We illustrate with the iCTSTM. The first step is to simulate disease progression for each patient.
```{r}
ictstm$sim_disease()
head(ictstm$disprog_)
```
The disease trajectory is summarized with `$sim_stateprobs()`.
```{r}
ictstm$sim_stateprobs(t = c(0:10))
head(ictstm$stateprobs_)
```
Finally, we compute QALYs and costs (using a discount rate of 3 percent).
```{r}
# QALYs
ictstm$sim_qalys(dr = .03)
head(ictstm$qalys_)
# Costs
ictstm$sim_costs(dr = .03)
head(ictstm$costs_)
```
# Decision analysis
Once output has been simulated with an economic model, a decision analysis can be performed. CEAs can be conducted using other `R` packages such as [BCEA](https://sites.google.com/a/statistica.it/gianluca/bcea) or directly with `hesim`.
To perform a CEA, simulated QALYs and costs are summarized and a `ce` object is created, which contains mean QALYs and costs for each sample from the PSA by treatment strategy. QALYs and costs can either be summarized by subgroup (`by_grp = TRUE`) or aggregated across all patients (`by_grp = FALSE`).
```{r}
ce <- ictstm$summarize(by_grp = FALSE)
print(ce)
```
The functions `cea()` and `cea_pw()` are used to perform a CEA. The former simultaneously accounts for all treatment strategies while the latter makes pairwise comparisons between interventions and a chosen comparator.
```{r}
cea_out <- cea(ce, dr_qalys = .03, dr_costs = .03)
cea_pw_out <- cea_pw(ce, dr_qalys = .03, dr_costs = .03, comparator = 1)
```
Summary and plotting functions are available to analyze the output. For instance, we can use `plot_ceac()` to quickly plot a cost-effectiveness acceptability curve (CEAC), which displays the probability that each treatment strategy is the most cost-effective at a given willingness to pay for a QALY. The labels we constructed earlier are used to give the treatment strategies informative names.

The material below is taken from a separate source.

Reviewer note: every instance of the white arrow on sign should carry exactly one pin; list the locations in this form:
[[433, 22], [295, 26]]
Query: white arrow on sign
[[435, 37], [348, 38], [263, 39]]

```{r ceac_plot, warning = FALSE, message = FALSE, fig.width = 6, fig.height = 4}
library("ggplot2")
plot_ceac(cea_out, labels = labs) +
theme_minimal()
```
# Next steps
This article provided an overview of the `hesim` package. We recommend exploring the examples in the other articles to learn more.
cDTSTMs (i.e., Markov cohort models) are probably the most commonly used models in health economics and there are examples demonstrating multiple ways to build them with `hesim`. One approach that has not yet been discussed is a functional one that allows users to define a model (with `define_model()`) in terms of expressions that transform underlying parameter draws from a PSA into relevant transformed parameters (e.g., transition probability matrices, mean state values) as a function of input data.
Other relevant topics include more through treatments of CEA, multi-state modeling, individual-level simulations based on aggregate data, and partitioned survival analysis. As the examples illustrate, any analysis can be performed either for a single group or in the context of multiple subgroups.